In this Q&A, Matt Price, Building Automation Support Engineer at Hager, explains why he feels so passionately about apprentices, and why he believes they’re the key to capitalising on the benefits of home automation.
How has the role of an apprentice changed since you were one in the 90s?
As part of my current role at Hager, I regularly visit colleges and further education facilities around the country. As a business we’re heavily invested in the Partners in Education programme, which sees us work alongside over 80 higher and further education facilities.
It’s an important role and one I’m pleased to see has become more prominent over the years. The programme delivers a valuable experience for both businesses and apprentices, enabling students to interact with, and learn from, manufacturers and suppliers within the industry before they enter the world of employment.
This alignment between business and education continues to be strengthened, and stretches far beyond delivering standalone product knowledge. Instead, focus has moved on to the ways we can further support upcoming and existing professionals within the industry, throughout the duration of their career.
It’s also important that we don’t now become complacent; the fast pace at which the electrical industry is continuing to evolve means we need to further strengthen the links between manufacturers, education and governing bodies to ensure that what’s being taught still holds its place within the industry. This also means that education and learning should reflect the latest advancements in the industry too.
“As a business we’re heavily invested in the Partners in Education programme, which sees us work alongside over 80 higher and further education facilities.”
How important is the role of apprentices in industry today?
The importance of apprentices should never be underestimated. When you look at the wider construction sector, of which the electrical market forms a key part, this sector has been a huge driver for economic growth, especially in the period immediately following the recession.
It’s therefore vital that we have support systems in place to continue to encourage fresh blood into the industry, whether that’s through career changes, graduate schemes or apprenticeships. All of them have a major role to play in helping to ensure we have the infrastructure in place to support the continued growth of construction.
What role will apprentices play in future-proofing the electrical industry?
Drilling down and looking at the electrical industry specifically, the role of apprentices has never been more important. In fact, not only are they helping ﬁll the current skills gap, they’re also instrumental in helping further drive business growth.

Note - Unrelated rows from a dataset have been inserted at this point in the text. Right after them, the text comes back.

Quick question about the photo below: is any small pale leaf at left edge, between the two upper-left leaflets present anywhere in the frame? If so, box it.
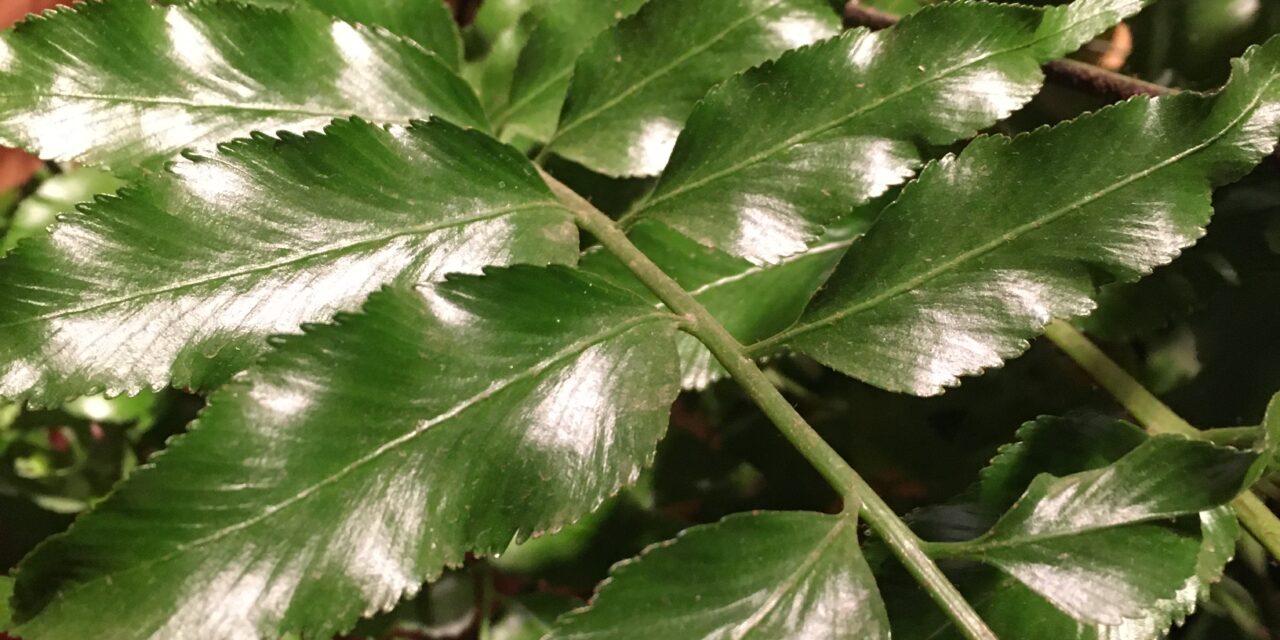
[0,168,124,256]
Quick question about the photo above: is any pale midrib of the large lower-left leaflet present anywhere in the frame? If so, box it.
[30,312,672,611]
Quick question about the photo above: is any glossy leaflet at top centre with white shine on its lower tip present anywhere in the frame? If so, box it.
[547,0,840,175]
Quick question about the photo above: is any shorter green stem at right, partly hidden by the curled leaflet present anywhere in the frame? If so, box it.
[1044,320,1280,559]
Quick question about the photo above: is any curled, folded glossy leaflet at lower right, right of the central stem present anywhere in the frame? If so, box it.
[963,435,1257,625]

What we’re seeing now is the rise of the digitally savvy apprentice, a generation which has been brought up with a host of technology at their fingertips. While for many this technology is predominantly used in a personal capacity, it also holds benefits within a professional environment too.
Today’s apprentices are a generation of analytical thinkers who inherently understand that technology is a function to make our lives easier, meaning they approach the speciﬁcation process differently; looking for opportunities to suggest technology which may not have previously been considered – all with the overarching focus of making the lives of customers and end users easier.

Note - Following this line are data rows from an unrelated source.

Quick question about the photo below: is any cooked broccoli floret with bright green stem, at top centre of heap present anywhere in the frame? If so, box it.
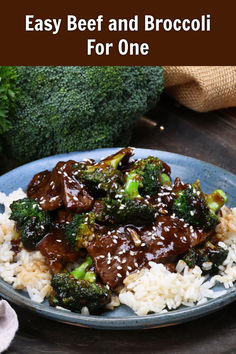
[125,156,171,198]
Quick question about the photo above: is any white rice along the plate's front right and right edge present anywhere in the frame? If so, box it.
[119,207,236,316]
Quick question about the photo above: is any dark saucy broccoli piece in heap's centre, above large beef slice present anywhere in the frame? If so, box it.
[96,195,156,225]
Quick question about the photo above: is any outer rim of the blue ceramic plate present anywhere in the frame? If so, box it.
[0,147,236,330]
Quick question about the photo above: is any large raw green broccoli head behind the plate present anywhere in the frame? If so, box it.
[4,66,164,162]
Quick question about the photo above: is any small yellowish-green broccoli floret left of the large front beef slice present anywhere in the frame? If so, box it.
[65,212,95,249]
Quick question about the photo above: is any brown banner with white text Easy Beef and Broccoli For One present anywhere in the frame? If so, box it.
[0,0,236,65]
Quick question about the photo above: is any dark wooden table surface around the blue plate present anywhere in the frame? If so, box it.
[0,96,236,354]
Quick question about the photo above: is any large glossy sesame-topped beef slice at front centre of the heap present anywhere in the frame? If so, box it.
[88,215,208,289]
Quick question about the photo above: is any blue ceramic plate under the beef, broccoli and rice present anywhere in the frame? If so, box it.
[0,149,236,329]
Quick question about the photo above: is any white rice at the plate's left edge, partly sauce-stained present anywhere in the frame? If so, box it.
[0,188,51,303]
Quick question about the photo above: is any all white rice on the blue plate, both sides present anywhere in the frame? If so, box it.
[0,189,236,315]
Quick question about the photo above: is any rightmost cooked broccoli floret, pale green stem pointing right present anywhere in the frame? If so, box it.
[172,180,227,231]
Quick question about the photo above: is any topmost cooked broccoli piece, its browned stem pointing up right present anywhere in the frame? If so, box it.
[77,148,133,194]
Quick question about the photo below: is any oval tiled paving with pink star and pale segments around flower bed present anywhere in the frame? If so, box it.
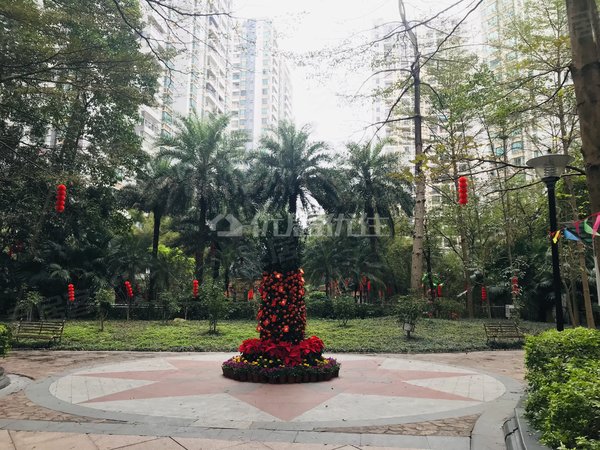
[50,354,505,428]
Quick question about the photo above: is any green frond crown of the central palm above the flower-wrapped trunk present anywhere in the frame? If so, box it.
[252,122,337,216]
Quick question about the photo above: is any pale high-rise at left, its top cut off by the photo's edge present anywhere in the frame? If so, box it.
[137,0,232,154]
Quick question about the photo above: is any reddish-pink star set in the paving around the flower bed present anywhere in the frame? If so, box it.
[76,359,479,421]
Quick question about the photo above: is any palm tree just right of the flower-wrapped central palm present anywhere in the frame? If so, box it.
[345,140,414,249]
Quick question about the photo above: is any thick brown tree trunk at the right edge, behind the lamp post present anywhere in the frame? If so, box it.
[566,0,600,307]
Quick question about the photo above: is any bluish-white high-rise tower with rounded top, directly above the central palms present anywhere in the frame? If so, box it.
[230,20,292,148]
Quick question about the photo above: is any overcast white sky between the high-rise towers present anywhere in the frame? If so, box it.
[233,0,470,151]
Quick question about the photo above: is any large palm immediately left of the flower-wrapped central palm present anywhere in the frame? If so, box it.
[157,114,243,280]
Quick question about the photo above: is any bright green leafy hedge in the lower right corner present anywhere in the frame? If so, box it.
[525,328,600,450]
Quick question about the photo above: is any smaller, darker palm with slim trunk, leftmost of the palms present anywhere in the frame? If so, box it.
[122,158,186,300]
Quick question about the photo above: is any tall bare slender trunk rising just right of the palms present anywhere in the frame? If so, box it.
[398,0,425,293]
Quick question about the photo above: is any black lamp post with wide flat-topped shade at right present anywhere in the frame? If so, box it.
[527,153,573,331]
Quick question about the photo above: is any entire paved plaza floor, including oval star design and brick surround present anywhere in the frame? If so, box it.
[0,351,523,450]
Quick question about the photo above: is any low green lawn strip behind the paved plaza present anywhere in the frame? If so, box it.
[10,317,553,353]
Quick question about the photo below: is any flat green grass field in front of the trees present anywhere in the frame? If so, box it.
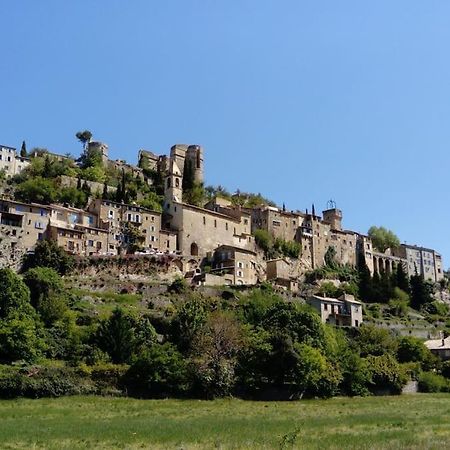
[0,394,450,449]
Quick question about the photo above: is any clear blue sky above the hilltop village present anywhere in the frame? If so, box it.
[0,0,450,267]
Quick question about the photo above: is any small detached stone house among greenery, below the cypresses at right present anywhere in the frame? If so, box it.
[307,294,363,327]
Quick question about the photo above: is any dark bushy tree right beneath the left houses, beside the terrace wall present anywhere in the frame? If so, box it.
[22,239,75,275]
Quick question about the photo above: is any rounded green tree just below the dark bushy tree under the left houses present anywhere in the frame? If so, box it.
[23,267,68,325]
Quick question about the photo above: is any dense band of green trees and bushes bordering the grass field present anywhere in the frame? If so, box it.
[0,246,450,398]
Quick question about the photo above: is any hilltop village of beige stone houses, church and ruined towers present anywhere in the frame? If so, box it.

In what ways will the role of apprentices help the UK benefit from the opportunities presented by home automation?
As a result of the digitally savvy apprentices we’re also seeing the beginnings of the apprentice cycle taking place. For me, I think this evolution is how we’ll see the role of apprentices continue to change over time, in turn delivering increased commercial opportunities to electrical businesses.
Of course it’s vital that apprentices are supported, with education facilities and professionals working across the industry passing on fundamental skills such as electrical theory, compliance, health and safety and governance. Once these apprentices enter the professional sphere, it’s about learning from them, transferring their digital skills across to existing professionals for a collective gain.
The rise of home automation can no longer be ignored, whichever side of the fence you’re on. The technology is fast gaining traction and electricians shouldn’t bury their heads in the sand – it’s now all about exploring how electrical businesses can really take advantage of this technology to best leverage its commercial potential.
At Hager, we recognise our role within this cycle, which is why we provide regular training to electrical contractors and electricians, covering topics such as building automation. These events are proving increasingly popular with younger professionals, including apprentices.
More than this, however, is that we’re also seeing attendees going back to the office and transferring their newly acquired knowledge, which has resulted in an uplift amongst more mature professionals at subsequent training courses. It’s quite often the case that we’re now seeing attendance from more professionals who have previously discounted home automation as a viable business stream. However, after learning more from employees who’ve attended, they’ve come to recognise the ways in which it really can deliver numerous business benefits, which is fantastic.
Whose responsibility is it to ensure these opportunities are not missed?
Responsibility to further accelerate these changes, both in terms of the drive towards increased home automation and working closer with apprentices to equip them in the best way possible for a successful career within the industry, must be shared.
It’s vital that further education facilities, manufacturers, electrical businesses and governing bodies continue to work together to recognise the role they play. It’s also about ensuring we’re doing all we can as a profession to originally encourage apprentices into the industry and then equip them with the knowledge and practical skills that mean they’re able to work within the industry as it stands at present, and also provide the knowledge and skills to thrive.